Introducing Reinforcement Learning on Azure Machine Learning

Microsoft

May 19, 2020

We are excited to announce the preview of Reinforcement Learning on Azure Machine Learning. Reinforcement learning is an approach to machine learning to train agents to make a sequence of decisions. This technique has gained popularity over the last few years as breakthroughs have been made to teach reinforcement learning agents to excel at complex tasks like playing video games. There are many practical real-world use cases as well, including robotics, chemistry, online recommendations, advertising and more.

What is reinforcement learning?

In reinforcement learning, the goal is to train an agent policy that outputs actions based on the agent’s observations of its environment. Actions result in further observations and rewards for taking the actions. In reinforcement learning, the full reward for policy actions may take many steps to obtain. Learning a policy involves many trial-and-error runs of the agent interacting with the environment and improving its policy.

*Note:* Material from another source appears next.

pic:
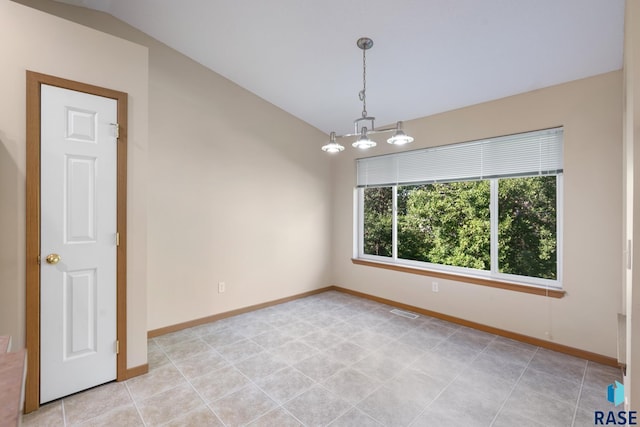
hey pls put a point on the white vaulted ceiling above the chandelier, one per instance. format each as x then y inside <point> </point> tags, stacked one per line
<point>429,56</point>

The new reinforcement learning support in Azure Machine Learning service enables data scientists to scale training to many powerful CPU or GPU enabled VMs using Azure Machine Learning compute clusters which automatically provision, manage, and scale down these VMs to help manage your costs.

Learning reinforcement learning with Minecraft

We use reinforcement learning in many ways at Microsoft to improve our products and services. For example, Office uses reinforcement learning to improve the suggestions it makes to users in its apps. To help you get started with reinforcement learning you should check out sample notebooks to train an agent to navigate a lava maze in Minecraft using Azure Machine Learning.

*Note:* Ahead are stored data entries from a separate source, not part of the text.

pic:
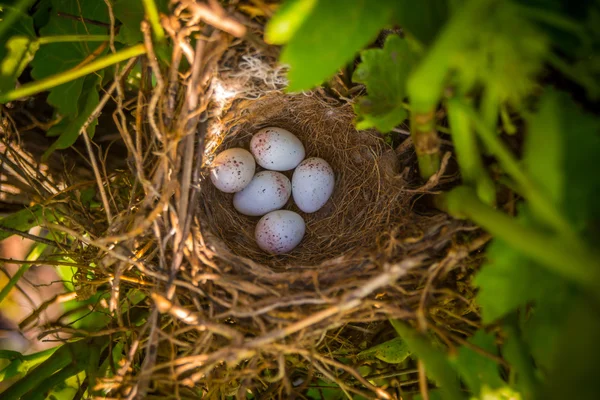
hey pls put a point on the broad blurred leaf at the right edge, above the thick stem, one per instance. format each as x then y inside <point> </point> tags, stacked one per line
<point>561,145</point>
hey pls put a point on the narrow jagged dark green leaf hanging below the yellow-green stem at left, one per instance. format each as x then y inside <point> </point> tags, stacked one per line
<point>68,129</point>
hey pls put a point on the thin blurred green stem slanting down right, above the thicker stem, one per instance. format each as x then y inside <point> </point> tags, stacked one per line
<point>539,202</point>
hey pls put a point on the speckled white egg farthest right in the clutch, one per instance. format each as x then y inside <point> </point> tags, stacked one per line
<point>312,184</point>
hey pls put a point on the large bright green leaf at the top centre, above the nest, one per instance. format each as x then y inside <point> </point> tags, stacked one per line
<point>330,37</point>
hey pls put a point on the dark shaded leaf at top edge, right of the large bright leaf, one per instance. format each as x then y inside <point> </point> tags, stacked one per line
<point>424,21</point>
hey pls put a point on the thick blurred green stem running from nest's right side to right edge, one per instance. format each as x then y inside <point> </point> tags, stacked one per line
<point>575,263</point>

The agent’s goal is to navigate a maze and get to the blue exit tile by walking along solid tiles. If the agent wanders off the solid tiles, it falls into lava and must start over again. Each maze map is randomly generated so the agent must learn to generalize to handle different conditions.

The first step for a data scientist is to develop the training script. The training script for the Minecraft sample is on Github. A typical experience involves iterative development using a combination of local or cloud hosted notebooks, and development tools such as Visual Studio Code or PyCharm. Azure Machine Learning Compute Instance is a cloud hosted Jupyter notebook server that enables rapid iteration using cloud resources.

Once a data scientist creates a Python training script, expanding training to multiple nodes is simple. After creating compute clusters in Azure Machine Learning Studio UI or by using Python SDK calls, the data scientist submits an agent training job using the Azure Machine Learning ReinforcementLearningEstimator. The following example sets up a training configuration to run Minecraft on 8 worker compute nodes to collect training data.

worker_config = WorkerConfiguration(
    compute_target=cpu_cluster, 
    node_count=8,
    environment=cpu_minecraft_environment)

estimator = ReinforcementLearningEstimator(
    source_directory='files',
    entry_script='minecraft_train.py',
    compute_target=gpu_cluster,
    environment=gpu_minecraft_environment,
    worker_configuration=worker_config,
    max_run_duration_seconds=2 * 60 * 60,
    shm_size=1024 * 1024 * 1024 * 30)

run = experiment.submit(estimator)

Azure Machine Learning automatically allocates compute nodes in the compute target, loads them with container images containing Minecraft and simulation code, and starts running the training script. After training completes, compute nodes automatically deallocate based on user policy to avoid incurring extra charges.

Data scientists track progress of training with multiple methods, including Tensorboard, within the Jupyter notebook, and on Azure Machine Learning Studio. Here we show how the training reward increases over time in Azure Machine Learning Studio.

After training is completed, the agent can be evaluated to see how well it performs. In the animation below, the agent is seen successfully navigating the maze! Training this agent takes around 90 minutes using the configuration in the Minecraft code sample.

Training Agents on Azure Machine Learning

Azure Machine Learning customers are applying Reinforcement Learning on Azure Machine Learning to industrial and other applications. We are seeing Azure Machine Learning customers train reinforcement learning agents on up to 512 cores or running their training over multiple days. In practice, it can take millions of trial runs to train an agent. These trial runs happen automatically, rapidly in parallel and the system continuously learns and improves. Azure Machine Learning uses the Ray framework to distribute reinforcement learning training to support large scale training

To train agents on Azure Machine Learning, data scientists use standard machine learning tools including the Azure Machine Learning Python SDK, the Azure Machine Learning Studio UI to monitor and manage progress, and the command line interface. Azure Machine Learning simplifies running reinforcement learning on remote compute clusters, including tracking experiment results in Tensorboard and Azure Machine Learning Studio.